From: Fort Collins CO
Sep 20, 2006
rating: 5.11b 6c 23 VIII- E3 5c PG13

This may be the best mixed route at the City. This route has a little bit of everything from roof moves, scary traverses, runout face climbing, a fun finger crack, and a pumpy finish.

There are some large runouts (~15ft) above good gear. Bring gear up to a .75 camalot for the upper section, while a #2,3, and 3.5 will protect the roof section.

By Ben Folsom
Aug 21, 2007
rating: 5.11b 6c 23 VIII- E3 5c

This is a fantastic route! Good gear, a little bit hard to read, and super fun! I did this for the first time last weekend and it will for sure be one I go back to from time to time.

By CalmAdrenaline
From: SL,UT
Sep 6, 2011

"This thing is not like oh fuck, but definitely oh shit" - Advice I got from another climber while passing the first bolt. I'd say it was pretty spot on.. steller route.

By Deniz
From: Boise
Feb 19, 2012

This route is just frigging superb. It doesnt look that varied from the ground, but the flake start, finger crack, hard traverses with super sporty moves... It is just awesome.

By Guy H.
From: Fort Collins CO
Jun 13, 2012
rating: 5.11b 6c 23 VIII- E3 5c PG13

It is possible to climb right at the last bolt to make this an excellent 5.11a.
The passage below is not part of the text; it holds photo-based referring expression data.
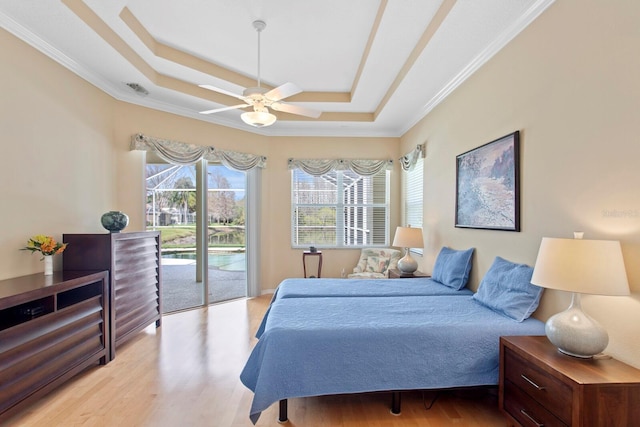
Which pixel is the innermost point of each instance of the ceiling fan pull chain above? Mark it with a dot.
(259, 26)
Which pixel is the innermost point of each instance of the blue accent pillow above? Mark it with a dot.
(452, 267)
(507, 289)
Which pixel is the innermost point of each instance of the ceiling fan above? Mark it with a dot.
(261, 99)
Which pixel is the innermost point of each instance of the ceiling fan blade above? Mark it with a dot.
(218, 110)
(222, 91)
(283, 91)
(296, 109)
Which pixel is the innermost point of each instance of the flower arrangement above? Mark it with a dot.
(46, 245)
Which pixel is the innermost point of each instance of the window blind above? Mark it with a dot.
(413, 191)
(339, 209)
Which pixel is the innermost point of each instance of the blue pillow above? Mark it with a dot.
(507, 289)
(452, 267)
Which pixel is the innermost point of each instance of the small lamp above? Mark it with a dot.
(581, 267)
(407, 237)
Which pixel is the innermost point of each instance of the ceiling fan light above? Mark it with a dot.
(258, 118)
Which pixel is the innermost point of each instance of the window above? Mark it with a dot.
(339, 209)
(412, 189)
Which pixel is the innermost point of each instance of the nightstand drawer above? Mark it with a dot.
(548, 391)
(526, 410)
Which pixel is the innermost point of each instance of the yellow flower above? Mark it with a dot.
(46, 245)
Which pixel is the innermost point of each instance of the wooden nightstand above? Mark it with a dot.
(541, 386)
(394, 273)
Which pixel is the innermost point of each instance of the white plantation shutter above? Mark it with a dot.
(413, 188)
(339, 209)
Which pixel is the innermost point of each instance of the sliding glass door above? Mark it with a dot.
(200, 211)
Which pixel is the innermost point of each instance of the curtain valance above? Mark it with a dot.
(181, 153)
(319, 167)
(408, 161)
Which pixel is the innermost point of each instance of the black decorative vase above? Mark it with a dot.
(114, 221)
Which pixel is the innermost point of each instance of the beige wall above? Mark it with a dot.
(569, 83)
(58, 163)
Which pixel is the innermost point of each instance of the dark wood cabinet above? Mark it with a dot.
(541, 386)
(133, 260)
(51, 328)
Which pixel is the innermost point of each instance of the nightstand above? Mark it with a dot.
(394, 273)
(541, 386)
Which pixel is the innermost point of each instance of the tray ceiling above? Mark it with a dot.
(374, 68)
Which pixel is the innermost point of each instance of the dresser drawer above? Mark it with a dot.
(548, 391)
(526, 410)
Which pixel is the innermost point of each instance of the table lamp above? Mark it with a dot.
(581, 267)
(407, 237)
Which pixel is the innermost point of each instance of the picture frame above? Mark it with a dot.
(488, 185)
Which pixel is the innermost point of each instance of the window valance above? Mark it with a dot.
(408, 161)
(181, 153)
(318, 167)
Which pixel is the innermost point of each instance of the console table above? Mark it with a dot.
(51, 328)
(541, 386)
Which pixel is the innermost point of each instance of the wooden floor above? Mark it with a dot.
(186, 374)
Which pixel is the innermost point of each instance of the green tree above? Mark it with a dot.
(185, 200)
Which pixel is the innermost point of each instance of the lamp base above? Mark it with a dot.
(407, 265)
(575, 333)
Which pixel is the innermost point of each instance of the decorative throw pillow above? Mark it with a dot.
(377, 264)
(452, 267)
(507, 289)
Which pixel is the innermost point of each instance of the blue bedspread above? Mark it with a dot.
(316, 288)
(320, 346)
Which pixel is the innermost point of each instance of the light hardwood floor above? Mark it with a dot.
(186, 374)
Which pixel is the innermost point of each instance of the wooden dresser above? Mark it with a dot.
(539, 386)
(133, 260)
(51, 328)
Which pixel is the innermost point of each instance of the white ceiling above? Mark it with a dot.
(374, 68)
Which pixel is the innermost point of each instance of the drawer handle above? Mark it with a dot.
(524, 377)
(533, 420)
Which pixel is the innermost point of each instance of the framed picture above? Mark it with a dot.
(488, 185)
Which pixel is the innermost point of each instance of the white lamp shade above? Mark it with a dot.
(408, 237)
(584, 266)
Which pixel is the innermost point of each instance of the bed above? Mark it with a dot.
(322, 345)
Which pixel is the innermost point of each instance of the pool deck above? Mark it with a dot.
(180, 291)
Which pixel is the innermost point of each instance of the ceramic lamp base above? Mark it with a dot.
(575, 333)
(407, 265)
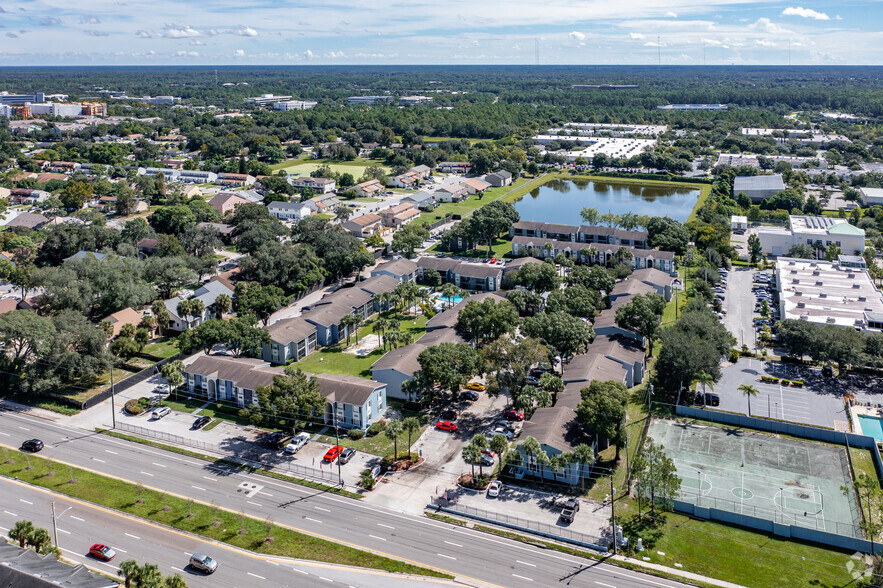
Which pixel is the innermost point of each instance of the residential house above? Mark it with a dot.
(289, 211)
(498, 179)
(351, 402)
(225, 202)
(317, 185)
(291, 339)
(399, 215)
(403, 270)
(369, 189)
(365, 225)
(207, 293)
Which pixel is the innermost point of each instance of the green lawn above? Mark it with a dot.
(192, 517)
(333, 360)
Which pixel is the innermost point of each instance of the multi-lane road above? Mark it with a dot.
(475, 558)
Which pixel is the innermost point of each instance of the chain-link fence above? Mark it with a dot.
(523, 524)
(281, 463)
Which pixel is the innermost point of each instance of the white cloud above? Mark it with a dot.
(805, 13)
(765, 24)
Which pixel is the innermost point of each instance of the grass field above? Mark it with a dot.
(192, 517)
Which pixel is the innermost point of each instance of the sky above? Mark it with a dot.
(456, 32)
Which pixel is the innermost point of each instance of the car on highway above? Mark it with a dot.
(332, 453)
(203, 563)
(469, 395)
(161, 412)
(102, 552)
(201, 422)
(32, 445)
(446, 426)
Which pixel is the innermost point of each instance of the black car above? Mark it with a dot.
(201, 422)
(32, 445)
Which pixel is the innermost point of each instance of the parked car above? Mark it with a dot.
(32, 445)
(161, 412)
(201, 422)
(203, 563)
(332, 453)
(446, 426)
(102, 552)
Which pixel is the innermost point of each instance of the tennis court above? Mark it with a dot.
(787, 481)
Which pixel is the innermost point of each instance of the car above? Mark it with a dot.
(201, 422)
(446, 426)
(203, 563)
(32, 445)
(332, 453)
(102, 552)
(161, 412)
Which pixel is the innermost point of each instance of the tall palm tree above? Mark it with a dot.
(749, 391)
(707, 381)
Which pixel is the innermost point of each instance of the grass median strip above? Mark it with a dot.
(250, 469)
(211, 521)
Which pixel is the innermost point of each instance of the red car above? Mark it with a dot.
(102, 552)
(333, 453)
(446, 426)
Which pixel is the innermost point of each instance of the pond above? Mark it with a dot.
(560, 201)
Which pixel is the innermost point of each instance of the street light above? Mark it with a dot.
(54, 525)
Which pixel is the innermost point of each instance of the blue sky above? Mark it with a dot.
(682, 32)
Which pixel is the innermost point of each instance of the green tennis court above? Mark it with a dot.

The left variation is still a full value 5.11b.

By kevinhansen
From: Albion Idaho
Jan 19, 2013

The last ten feet I have to dyno for the big hold just down and right of the chains. Then again I'm short. This route has it all! Everything from thin fingers, big slab friction, full horizontal fisting in a roof/crack (Start), and a crazy layback at the top. I LOVE THIS ROUTE!

By Rob T
Apr 2, 2013

Unfortunately(imho), the anchor was moved down a few feet. not a huge difference, but i always felt a little on edge mantling the final jugs to get to the chains. they're now located just below so you can clip while hanging from the jugs. mainly noted b/c it makes Guy's comments above as well as comments on slings in initial description somewhat irrelevant.